Brigadier General Yahya Rasool, Iraqi military spokesperson, said, “Their fictitious state has fallen.”

However, it still occupies an area as big as Belgium, across Iraq and Syria, according to IHS Markit, an analytics firm. ISIL fighters blew up the medieval mosque and its famed leaning minaret a week ago as U.S.-backed Iraqi forces started a push in its direction. Their black flag had been flying from al-Hadba (The Hunchback) minaret since June 2014.

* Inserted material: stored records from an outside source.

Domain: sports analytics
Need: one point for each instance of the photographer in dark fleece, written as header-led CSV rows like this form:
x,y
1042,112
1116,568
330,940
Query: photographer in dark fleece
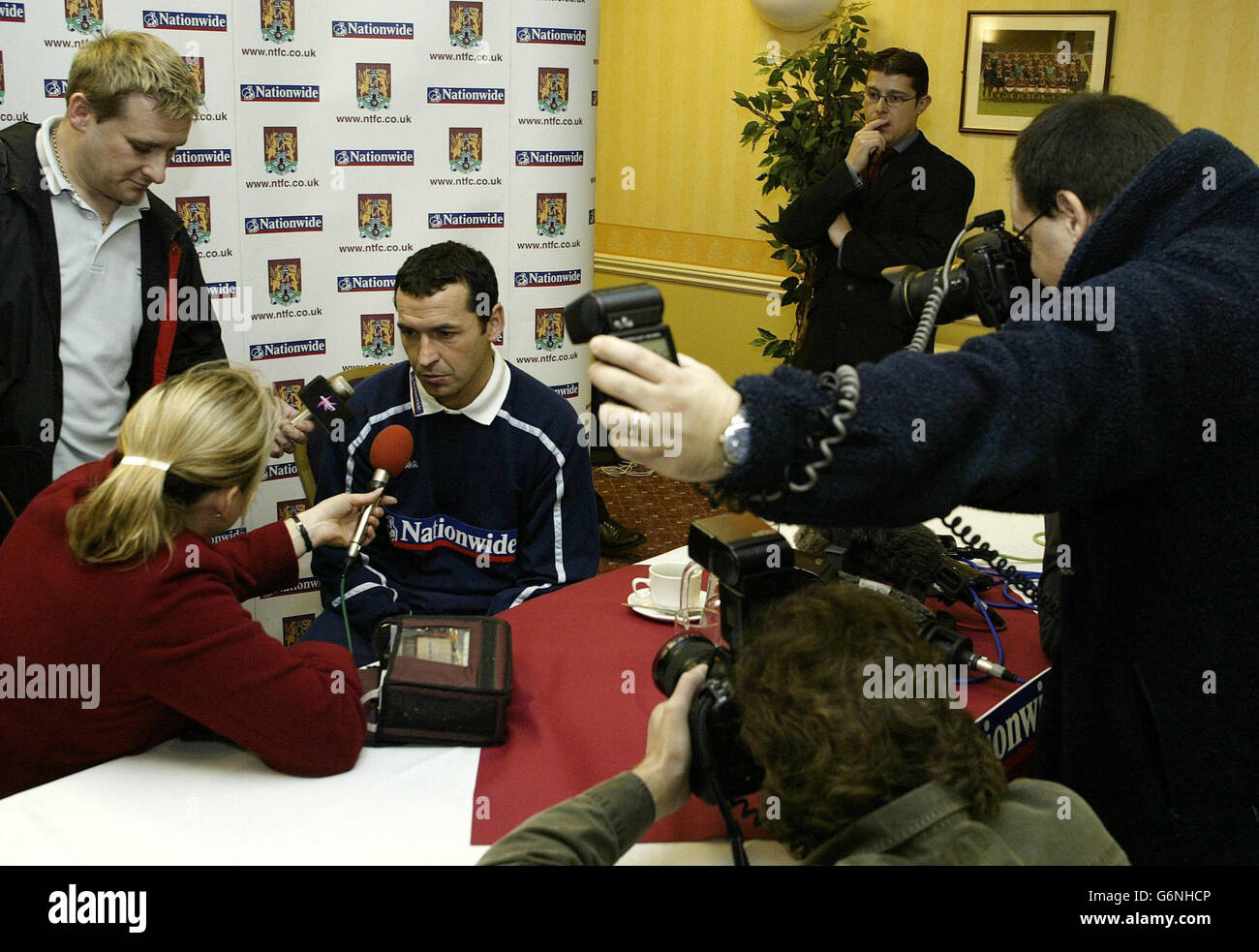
x,y
859,780
1123,397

Prime Minister of Iraq has issued instructions to bring the battle to its conclusion, capturing the remaining portion of the Old City of Mosul.
The cost of the fighting has been enormous. In addition to military casualties, thousands of civilians are estimated to have been killed. About 900,000 people, nearly half the pre-war population of the northern city, have fled, mostly taking refuge in camps or with relatives and friends.
Those trapped in the city suffered hunger, deprivation and ISIL oppression as well as death or injury, and many buildings have been ruined.
Counter Terrorism Service (CTS) troops captured the al-Nuri Mosque’s ground in a “lightning operation” on Thursday, a commander of the U.S.-trained elite units told.

A military statement mentioned that CTS units are now in control of the mosque area and the al-Hadba and Sirjkhana neighborhoods and they are still advancing. Other government units, from the army and police, were closing in from other directions.
An elite Interior Ministry unit said it freed about 20 children believed to belong to Yazidi and other minorities persecuted by the jihadists in a quarter north of the Old City which houses Mosul’s main hospitals. A U.S.-led international coalition is providing air and ground support to the Iraqi forces fighting through the Old City’s maze of narrow alleyways.

But the advance remains arduous as ISIL fighters are dug in the middle of civilians, using mortar fire, snipers, booby traps and suicide bombers to defend their last redoubt.